What other applications beyond congestion control could benefit from the proposed methodology of learning interpretable closed-form policies from RL agents

The methodology of learning interpretable closed-form policies from RL agents through symbolic regression can be applied to various other domains beyond congestion control, including: Financial Modeling: Predicting stock prices, portfolio optimization, or risk assessment by learning closed-form policies from RL agents can provide transparent and actionable insights for financial decision-making. Healthcare: Developing personalized treatment plans, predicting patient outcomes, or optimizing hospital resource allocation through interpretable policies derived from RL agents can enhance healthcare delivery and patient care. Autonomous Systems: Enhancing decision-making processes in autonomous vehicles, drones, or robotic systems by learning interpretable policies from RL agents can improve safety, efficiency, and adaptability in dynamic environments. Energy Management: Optimizing energy consumption, grid stability, or renewable energy integration through interpretable policies learned from RL agents can contribute to sustainable energy practices and cost-effective energy management strategies.

How could the symbolic policies be extended to handle more complex network dynamics, such as heterogeneous traffic patterns or dynamic network topologies

To extend the symbolic policies to handle more complex network dynamics such as heterogeneous traffic patterns or dynamic network topologies, the following approaches can be considered: Dynamic Token Selection: Implementing a mechanism where the symbolic regression model dynamically selects relevant tokens based on the observed network dynamics can adapt the symbolic policies to varying traffic patterns and network configurations.

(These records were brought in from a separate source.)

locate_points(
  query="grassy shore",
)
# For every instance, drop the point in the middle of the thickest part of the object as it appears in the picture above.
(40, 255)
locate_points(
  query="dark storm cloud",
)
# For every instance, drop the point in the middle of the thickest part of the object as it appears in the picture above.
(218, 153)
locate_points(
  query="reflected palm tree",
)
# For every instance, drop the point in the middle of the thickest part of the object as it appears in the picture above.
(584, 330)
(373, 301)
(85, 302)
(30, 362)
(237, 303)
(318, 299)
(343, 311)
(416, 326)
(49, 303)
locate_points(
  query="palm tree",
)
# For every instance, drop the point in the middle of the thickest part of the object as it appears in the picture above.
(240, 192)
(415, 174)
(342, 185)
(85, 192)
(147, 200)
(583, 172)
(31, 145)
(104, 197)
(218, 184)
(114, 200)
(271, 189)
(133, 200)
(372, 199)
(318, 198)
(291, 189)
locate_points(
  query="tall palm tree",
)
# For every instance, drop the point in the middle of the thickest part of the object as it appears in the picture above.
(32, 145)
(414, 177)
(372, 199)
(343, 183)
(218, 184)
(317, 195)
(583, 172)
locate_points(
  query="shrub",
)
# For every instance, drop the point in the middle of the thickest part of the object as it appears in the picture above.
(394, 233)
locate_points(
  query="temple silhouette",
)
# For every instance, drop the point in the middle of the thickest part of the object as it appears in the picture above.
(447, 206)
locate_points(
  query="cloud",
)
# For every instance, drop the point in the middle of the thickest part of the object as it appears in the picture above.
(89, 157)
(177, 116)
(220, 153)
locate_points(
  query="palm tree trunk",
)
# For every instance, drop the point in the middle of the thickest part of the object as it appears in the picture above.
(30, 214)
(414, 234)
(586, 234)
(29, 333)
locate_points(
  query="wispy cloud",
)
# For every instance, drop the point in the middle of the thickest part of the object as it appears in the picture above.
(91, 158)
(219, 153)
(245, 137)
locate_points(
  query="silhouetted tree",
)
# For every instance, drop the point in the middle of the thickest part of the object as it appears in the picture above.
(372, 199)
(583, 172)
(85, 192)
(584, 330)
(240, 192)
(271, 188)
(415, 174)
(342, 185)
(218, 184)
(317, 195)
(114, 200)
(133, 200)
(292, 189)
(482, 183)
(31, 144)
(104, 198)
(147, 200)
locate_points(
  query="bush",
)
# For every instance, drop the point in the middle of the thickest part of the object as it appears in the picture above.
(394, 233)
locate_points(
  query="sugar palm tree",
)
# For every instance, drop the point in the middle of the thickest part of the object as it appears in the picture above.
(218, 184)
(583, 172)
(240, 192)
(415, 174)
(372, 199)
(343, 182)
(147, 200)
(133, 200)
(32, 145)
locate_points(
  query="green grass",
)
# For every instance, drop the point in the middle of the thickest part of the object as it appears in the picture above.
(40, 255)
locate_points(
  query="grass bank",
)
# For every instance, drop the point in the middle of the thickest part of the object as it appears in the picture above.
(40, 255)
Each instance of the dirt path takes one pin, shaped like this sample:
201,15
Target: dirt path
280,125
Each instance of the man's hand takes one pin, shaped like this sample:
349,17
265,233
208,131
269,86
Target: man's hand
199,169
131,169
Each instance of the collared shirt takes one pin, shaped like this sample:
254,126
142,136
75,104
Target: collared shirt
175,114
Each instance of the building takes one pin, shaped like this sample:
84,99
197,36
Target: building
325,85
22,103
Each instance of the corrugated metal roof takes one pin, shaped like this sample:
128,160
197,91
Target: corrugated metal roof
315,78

Temporal Consideration: Incorporating temporal information into the symbolic regression process, such as recurrent neural networks or attention mechanisms, can enable the model to capture the time-dependent nature of network behaviors and adjust the symbolic policies accordingly. Multi-Agent Reinforcement Learning: Extending the symbolic regression methodology to multi-agent reinforcement learning scenarios can facilitate the development of policies that account for interactions between diverse agents in the network, accommodating heterogeneous traffic patterns and dynamic topologies more effectively. Transfer Learning: Leveraging transfer learning techniques to fine-tune symbolic policies learned from one network scenario to another with different dynamics can expedite the adaptation process and enhance the model's performance in handling diverse network conditions.